À l’horizon, nul bosquet qui pût servir de cache-satyre. Les blés atteignaient-ils certaine hauteur, la jeune veuve était consignée à la maison jusqu’au passage de la dernière glaneuse.
Elle avait, de son aventure, gardé un penchant à la mélancolie. L’automatisme doux et désespéré de certains gestes indéfiniment répétés lui valait de s’entendre traiter d’originale et même de maniaque par ses gardiennes. Ainsi passait-elle des jours à se caresser les cheveux qu’elle avait naturellement ondulés mais qu’on lui défrisait chaque matin. Elle n’ouvrait pour ainsi dire jamais la bouche. Un soir que, par exception, elle parlait d’abondance, le regard réprobateur d’une des vieilles lui fit-il peur ? Toujours est-il qu’elle bondit, prit son élan. Comme une des geôlières venait de s’assurer que portes et fenêtres étaient bien fermées à clef, nulle d’entre elles ne se donna la peine de la suivre. Et d’ailleurs la jeune femme n’alla pas loin, pas plus loin que la salle à manger, mais là, d’un candélabre hollandais, elle arracha une bougie violacée (tout était deuil et demi-deuil dans son charmant petit intérieur) puis en effleura d’un baiser pieux la cire, plus douce que la plus douce peau humaine.

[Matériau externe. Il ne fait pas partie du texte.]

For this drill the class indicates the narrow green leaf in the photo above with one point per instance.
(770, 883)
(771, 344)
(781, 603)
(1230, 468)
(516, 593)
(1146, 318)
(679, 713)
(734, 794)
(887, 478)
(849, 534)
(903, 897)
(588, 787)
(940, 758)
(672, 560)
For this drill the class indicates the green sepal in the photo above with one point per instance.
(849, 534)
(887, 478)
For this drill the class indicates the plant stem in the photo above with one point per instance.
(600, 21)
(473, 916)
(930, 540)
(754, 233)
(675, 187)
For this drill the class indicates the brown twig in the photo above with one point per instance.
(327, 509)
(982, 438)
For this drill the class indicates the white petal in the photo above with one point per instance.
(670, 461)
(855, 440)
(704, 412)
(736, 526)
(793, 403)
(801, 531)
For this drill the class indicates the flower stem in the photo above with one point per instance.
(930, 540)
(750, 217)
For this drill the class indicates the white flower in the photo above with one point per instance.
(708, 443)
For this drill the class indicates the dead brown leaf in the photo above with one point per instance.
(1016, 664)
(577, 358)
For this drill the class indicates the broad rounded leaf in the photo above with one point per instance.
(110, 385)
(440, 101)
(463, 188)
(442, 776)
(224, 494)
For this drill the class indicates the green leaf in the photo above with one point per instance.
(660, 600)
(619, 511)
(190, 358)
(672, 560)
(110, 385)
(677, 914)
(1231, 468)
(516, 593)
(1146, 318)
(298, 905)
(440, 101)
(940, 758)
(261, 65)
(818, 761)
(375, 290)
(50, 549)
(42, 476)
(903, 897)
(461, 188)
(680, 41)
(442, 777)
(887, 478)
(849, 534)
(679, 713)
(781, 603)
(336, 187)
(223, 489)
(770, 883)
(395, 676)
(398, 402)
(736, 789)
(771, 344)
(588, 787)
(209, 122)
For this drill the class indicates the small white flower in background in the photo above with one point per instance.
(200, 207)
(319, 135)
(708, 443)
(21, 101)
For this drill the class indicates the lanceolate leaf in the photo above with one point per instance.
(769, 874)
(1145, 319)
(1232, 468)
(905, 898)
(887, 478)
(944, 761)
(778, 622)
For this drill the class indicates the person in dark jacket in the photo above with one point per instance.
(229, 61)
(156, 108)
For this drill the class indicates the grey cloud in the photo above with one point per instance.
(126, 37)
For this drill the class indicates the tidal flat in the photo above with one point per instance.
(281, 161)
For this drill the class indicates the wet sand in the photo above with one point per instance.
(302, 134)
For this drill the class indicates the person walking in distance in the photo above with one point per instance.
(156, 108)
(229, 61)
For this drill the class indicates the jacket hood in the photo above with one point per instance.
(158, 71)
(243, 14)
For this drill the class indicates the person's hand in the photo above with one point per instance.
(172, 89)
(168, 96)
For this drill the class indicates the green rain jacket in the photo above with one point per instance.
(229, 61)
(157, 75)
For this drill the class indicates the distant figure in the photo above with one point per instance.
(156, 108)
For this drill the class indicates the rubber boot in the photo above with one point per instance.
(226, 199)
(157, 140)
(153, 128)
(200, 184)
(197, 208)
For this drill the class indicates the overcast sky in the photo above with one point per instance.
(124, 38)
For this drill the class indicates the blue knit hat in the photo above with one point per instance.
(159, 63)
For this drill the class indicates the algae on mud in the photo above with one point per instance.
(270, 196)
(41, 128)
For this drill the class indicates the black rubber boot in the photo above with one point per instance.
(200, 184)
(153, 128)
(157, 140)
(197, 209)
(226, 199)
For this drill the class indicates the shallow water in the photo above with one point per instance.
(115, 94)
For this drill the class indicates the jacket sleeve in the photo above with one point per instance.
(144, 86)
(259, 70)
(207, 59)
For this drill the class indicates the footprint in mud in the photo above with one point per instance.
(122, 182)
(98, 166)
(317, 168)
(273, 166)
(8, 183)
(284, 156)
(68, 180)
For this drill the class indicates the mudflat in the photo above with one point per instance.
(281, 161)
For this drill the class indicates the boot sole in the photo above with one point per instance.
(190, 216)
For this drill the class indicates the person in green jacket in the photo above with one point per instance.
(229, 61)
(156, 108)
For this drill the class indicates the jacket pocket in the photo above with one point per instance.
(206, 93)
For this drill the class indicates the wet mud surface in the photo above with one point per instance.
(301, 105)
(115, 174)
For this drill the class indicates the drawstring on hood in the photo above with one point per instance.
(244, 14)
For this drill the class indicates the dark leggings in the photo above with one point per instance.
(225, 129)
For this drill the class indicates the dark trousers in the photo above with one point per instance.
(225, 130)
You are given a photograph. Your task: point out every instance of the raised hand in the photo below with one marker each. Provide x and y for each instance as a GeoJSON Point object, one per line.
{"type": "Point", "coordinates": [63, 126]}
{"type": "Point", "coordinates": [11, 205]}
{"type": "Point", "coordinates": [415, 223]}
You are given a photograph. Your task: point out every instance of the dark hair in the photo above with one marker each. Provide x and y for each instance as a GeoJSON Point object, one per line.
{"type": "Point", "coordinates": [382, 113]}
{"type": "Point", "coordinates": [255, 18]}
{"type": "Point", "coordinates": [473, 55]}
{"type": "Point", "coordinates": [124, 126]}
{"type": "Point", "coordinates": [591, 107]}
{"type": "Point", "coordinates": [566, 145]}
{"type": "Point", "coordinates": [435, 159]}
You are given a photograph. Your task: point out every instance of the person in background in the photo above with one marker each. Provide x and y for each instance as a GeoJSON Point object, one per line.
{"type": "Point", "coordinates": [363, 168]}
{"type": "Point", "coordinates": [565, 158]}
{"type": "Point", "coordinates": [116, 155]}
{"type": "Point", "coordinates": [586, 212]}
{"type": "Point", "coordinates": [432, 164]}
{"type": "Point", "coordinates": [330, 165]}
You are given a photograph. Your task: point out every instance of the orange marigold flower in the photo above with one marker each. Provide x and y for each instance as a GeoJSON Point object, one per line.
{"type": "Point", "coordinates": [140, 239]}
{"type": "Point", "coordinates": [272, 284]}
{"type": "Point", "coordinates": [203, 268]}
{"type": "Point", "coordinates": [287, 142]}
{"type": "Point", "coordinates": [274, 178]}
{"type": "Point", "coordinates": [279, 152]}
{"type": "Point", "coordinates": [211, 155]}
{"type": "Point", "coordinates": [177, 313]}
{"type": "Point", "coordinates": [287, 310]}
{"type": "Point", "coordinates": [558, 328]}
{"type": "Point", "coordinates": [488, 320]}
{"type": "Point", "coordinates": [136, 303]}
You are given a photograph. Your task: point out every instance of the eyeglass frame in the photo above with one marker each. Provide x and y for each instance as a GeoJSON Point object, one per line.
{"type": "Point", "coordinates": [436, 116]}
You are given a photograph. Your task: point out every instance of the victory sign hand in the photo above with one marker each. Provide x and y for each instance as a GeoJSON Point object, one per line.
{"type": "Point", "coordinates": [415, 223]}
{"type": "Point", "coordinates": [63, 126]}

À ce contact, une frénésie s’était répandue par les muqueuses de son palais jamais visité et, profitant de l’occasion, sa langue de veuve avait offert sa route d’extase, une route qui n’allait point s’arrêter là dès les premiers contreforts des amygdales, mais continuer plus loin, toujours plus loin. Déjà le soir tombait. Celle des cousines qui, le matin même, de ses propres mains avait garni le candélabre, se hâtait, avide de la petite féerie scintillante. Et voilà qu’une bougie manquait à l’appel. Cette bougie, elle avait émigré dans la bouche de la jeune femme étendue immobile sur le tapis. Toute couleur avait déjà déserté son visage. Le cylindre de cire n’en apparaissait que plus noir, démesuré, scandaleux.
Soixante ans de virginité ne purent empêcher de sourdre les eaux de l’instinct ni leur poussée d’avoir raison du granit des meilleures intentions, du roc de la plus irréprochable conduite.
La vieille demoiselle hurla une phrase à faire rougir le cadavre. Ses compagnes d’accourir et de constater que les lèvres de la sodomisée malgré elle n’étaient plus qu’une alliance passée au doigt d’elles ne savaient quel monstre de virilité meurtrière.
Réduit au rôle passif d’orphelin épileptique, le père du prince des journalistes put admirer la présence d’esprit, la solidarité familiale dont firent preuve ses parentes au cours des cérémonies mortuaires. Elles commencèrent par refuser l’entrée de la chambre où la pauvre petite, comme elles disaient, dormait son dernier sommeil avec, toujours entre les dents, la chandelle que la contraction cadavérique n’avait point permis d’extraire.
Comme ils ne pouvaient rien tirer des vieilles, les curieux, — qui entendaient ne pas en être pour leurs frais de déplacement, — posaient des questions insidieuses à l’enfant, mais lui se conformait aux instructions et répondait, quoi qu’on lui demandât : « Ma mère est morte d’un transport au cerveau. »
Déçus, les visiteurs se faisaient ironiques. Ils avaient un mauvais sourire, des haussements d’épaules à peine pitoyables, sifflaient « sincères condoléances » et, sous prétexte de le caresser, pinçaient de toutes leurs forces le cou de l’orphelin.
Lorsqu’il imagine l’enfance de son père, le prince des journalistes ne peut s’empêcher de le comparer à ce jeune Spartiate qui, nous rapporte l’histoire, se laissa dévorer l’abdomen par un renard plutôt que d’avouer qu’il cachait cet animal sous sa chlamyde.